İşlerin iyi diyorlar Roza, Cafer ve Bob, her şey tıkırında
Dünyayı soğurup avuçlarına akıyor bak aşüfte Londra
Ağzın kulaklarında, dolup taşıyor işte obur kasaların
Güzel bir karın var, bahçeli bir evin, şımarık çocukların
Ejderha kovalarsın Alpler’de artık okyanuslarda leopar
Umurunda mı sanki senin, kıyılara vuran ölü çocuklar
Ülkeni unuttun diyor Cafer, şerefeleri yıkık o camileri
Unuttun, bir yetimken kalbinde uyuduğumuz Halep’i
Camdan bize bakan çocukları gösteriyor böyle derken
Bıraksam bir Ortadoğu kuracak mültecilerden hemen
– Mülteci mi? Ey kalbi kuruyan, kardeşin onlar senin
Hatırla, buraya geldiğinde sen de çulsuzun tekiydin!
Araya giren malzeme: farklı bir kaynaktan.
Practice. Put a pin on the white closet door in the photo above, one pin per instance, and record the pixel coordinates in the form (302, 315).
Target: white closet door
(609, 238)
Kulak asma diyor Brook, koy hepsini kapının önüne
Gönlüme beton döküyor yine, tuz basıyor gözlerime
Senin çaban, senin alın terin, söyle kime borcun var
Ne yaptı sanki senin için, dükkânını saran akbabalar
Bütün dalları kırılıyor birden ömrümü verdiğim ağacın
Çoğalıyor, babam otelde öldüğünde başlayan yangın
Lanet olsun, diğerlerinden işittim, Cafer de biliyor bunu
Biliyor karımın huyunu, babamı evden nasıl kovduğunu
Londra’da mı savaş Şam’da mı, yoksa benim içimde mi?
Hep birden bana dönen bunca ağız kemiriyor gövdemi
Tabelayı değiştirmemi istiyor acıdan iğrenen çocuklarım
Yol yok, uçurum battal, simsiyah bir ur gibi akıyor aklım
*
Göllerde köprülerde bir el tuttu beni sanki omuzlarımdan
Elin memleketinde kahırla ölmeyi bile beceremiyor insan
İşte şurası hurmalık, şurası anamdan şaplağı yediğim yer
Gök duruyor fakat bir felakete uğramış bütün mahalleler
– Evet kardeşim! Ağlıyorum doya doya bombaların altında
Mezarını bulamadım babamın, mezarlığa dönen yurdumda
– Alo Cafer, beni affet dostum, yetimhaneyi sensiz gezdim
Evet Halep’teyim şimdi, kapıları aç kardeşlerimiz üşümesin!